Aliado ao princípio da função social da propriedade, o constituinte de 88 trouxe como inovação o princípio da função ambiental da propriedade, segundo o qual o direito de propriedade deve ser exercido atendendo aos requisitos de proteção ao meio ambiente, motivo pelo qual a atividade do proprietário imobiliário configura-se como direito-dever em favor da sociedade, titular do direito difuso do meio ambiente. [3]

Na atual ordem jurídica, a função socioambiental da propriedade, além de permitir ao proprietário, no exercício do seu direito, fazer tudo que não prejudique a coletividade e o meio ambiente, também impõe comportamentos positivos para que a propriedade se adapte à preservação do meio ambiente, mediante o seu racional e adequado aproveitamento, o que inclui a utilização adequada dos recursos naturais disponíveis e a preservação da biota.
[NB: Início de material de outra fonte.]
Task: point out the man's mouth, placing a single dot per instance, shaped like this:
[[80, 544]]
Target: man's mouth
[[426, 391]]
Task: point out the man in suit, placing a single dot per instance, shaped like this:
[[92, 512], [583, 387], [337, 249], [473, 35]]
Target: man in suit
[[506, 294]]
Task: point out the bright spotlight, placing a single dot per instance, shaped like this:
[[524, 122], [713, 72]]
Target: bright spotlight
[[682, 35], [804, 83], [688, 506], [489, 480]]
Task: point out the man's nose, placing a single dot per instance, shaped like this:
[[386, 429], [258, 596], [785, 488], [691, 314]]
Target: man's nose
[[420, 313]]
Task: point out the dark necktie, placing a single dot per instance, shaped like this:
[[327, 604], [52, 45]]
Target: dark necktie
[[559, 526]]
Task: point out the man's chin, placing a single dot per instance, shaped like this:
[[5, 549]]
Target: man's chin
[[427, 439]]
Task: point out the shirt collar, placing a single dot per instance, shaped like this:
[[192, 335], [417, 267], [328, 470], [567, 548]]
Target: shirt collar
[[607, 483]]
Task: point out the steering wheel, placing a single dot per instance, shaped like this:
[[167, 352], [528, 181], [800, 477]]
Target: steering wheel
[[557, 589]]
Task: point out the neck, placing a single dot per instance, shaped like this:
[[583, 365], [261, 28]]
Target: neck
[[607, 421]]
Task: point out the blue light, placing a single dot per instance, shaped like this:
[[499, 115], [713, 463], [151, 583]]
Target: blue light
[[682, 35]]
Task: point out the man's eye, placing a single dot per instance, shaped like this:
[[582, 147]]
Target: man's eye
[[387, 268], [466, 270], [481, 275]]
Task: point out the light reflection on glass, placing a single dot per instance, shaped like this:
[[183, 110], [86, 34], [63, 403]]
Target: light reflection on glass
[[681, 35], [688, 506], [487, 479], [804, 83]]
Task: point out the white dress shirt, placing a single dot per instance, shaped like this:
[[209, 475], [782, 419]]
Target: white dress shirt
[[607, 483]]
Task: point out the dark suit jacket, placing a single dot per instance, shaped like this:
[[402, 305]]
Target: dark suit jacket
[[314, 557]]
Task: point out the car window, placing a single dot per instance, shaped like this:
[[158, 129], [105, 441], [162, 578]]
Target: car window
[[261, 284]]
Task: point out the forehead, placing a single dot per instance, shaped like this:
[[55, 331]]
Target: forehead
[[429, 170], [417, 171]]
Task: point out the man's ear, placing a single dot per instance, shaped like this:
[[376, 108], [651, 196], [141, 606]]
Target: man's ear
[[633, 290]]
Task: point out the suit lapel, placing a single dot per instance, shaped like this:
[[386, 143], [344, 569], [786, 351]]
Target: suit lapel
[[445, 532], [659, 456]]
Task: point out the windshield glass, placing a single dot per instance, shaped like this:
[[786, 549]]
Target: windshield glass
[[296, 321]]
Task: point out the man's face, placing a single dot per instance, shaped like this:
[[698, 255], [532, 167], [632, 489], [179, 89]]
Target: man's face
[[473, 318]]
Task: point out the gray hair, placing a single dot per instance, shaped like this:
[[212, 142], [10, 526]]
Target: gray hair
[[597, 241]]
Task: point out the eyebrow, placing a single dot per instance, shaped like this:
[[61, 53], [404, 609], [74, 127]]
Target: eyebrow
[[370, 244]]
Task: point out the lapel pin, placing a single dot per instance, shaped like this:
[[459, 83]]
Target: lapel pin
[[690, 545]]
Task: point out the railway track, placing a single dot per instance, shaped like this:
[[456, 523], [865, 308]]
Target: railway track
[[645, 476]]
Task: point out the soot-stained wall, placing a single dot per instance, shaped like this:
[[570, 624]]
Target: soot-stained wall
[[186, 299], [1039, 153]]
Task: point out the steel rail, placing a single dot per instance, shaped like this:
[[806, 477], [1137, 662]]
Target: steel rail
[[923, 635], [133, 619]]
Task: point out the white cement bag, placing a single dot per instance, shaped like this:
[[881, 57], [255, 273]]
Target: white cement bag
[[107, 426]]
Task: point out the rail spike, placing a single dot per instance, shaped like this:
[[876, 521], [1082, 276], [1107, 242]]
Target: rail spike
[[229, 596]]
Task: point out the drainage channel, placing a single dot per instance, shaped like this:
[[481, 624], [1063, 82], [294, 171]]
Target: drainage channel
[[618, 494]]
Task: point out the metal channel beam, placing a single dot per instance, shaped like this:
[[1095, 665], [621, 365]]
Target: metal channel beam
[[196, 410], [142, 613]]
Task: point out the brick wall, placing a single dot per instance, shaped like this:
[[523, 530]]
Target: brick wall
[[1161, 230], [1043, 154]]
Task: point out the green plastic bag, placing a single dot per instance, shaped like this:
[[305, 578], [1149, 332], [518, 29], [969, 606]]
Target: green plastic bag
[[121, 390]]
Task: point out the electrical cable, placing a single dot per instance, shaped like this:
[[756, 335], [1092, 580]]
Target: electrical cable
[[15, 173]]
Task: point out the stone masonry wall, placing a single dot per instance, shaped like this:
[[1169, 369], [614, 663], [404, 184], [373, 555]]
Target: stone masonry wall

Desta forma, a propriedade apenas cumprirá sua função socioambiental quando também estiver em consonância com o disposto no art. 225 da Constituição. Daí porque o direito de propriedade deve ser exercitado em conformidade com as suas finalidades econômicas e sociais, e de modo que sejam preservados, nos termos do estabelecido em lei, a flora, fauna, as belezas naturais, o equilíbrio ecológico e a proteção ao patrimônio histórico e artístico, evitando-se, sempre, a poluição do ar e da água, o que se aplica plenamente às propriedades situadas nas zonas urbanas.[4]

2. O DIREITO FUNDAMENTAL À CIDADE SUSTENTÁVEL.

Buscando realizar uma interpretação sistemática das normas contidas em nosso texto constitucional, resta viável deduzir que o constituinte originário, além das novas diretrizes estabelecidas referente à função socioambiental da propriedade, buscou garantir aos cidadãos o direito fundamental à cidade[5]. Tal interpretação é deduzida da simbiose das diretrizes vinculadas à política urbana e ao meio ambiente, ventiladas, respectivamente, nos artigos 182-183 e 225 da CF, aliado ao direito social à moradia, preconizado no art. 6º da CF, e à gestão democrática decorrente do Estado Democrático de Direito, expressamente previsto no art. 1º da CF.

Assim, a cidade, a partir da nova ordem constitucional estabelecida pela Magna Carta de 1988, passou a ter uma dimensão constitucional, e o direito à cidade, considerada a ordem urbanística, visualiza toda a pluralidade que carrega em seu bojo.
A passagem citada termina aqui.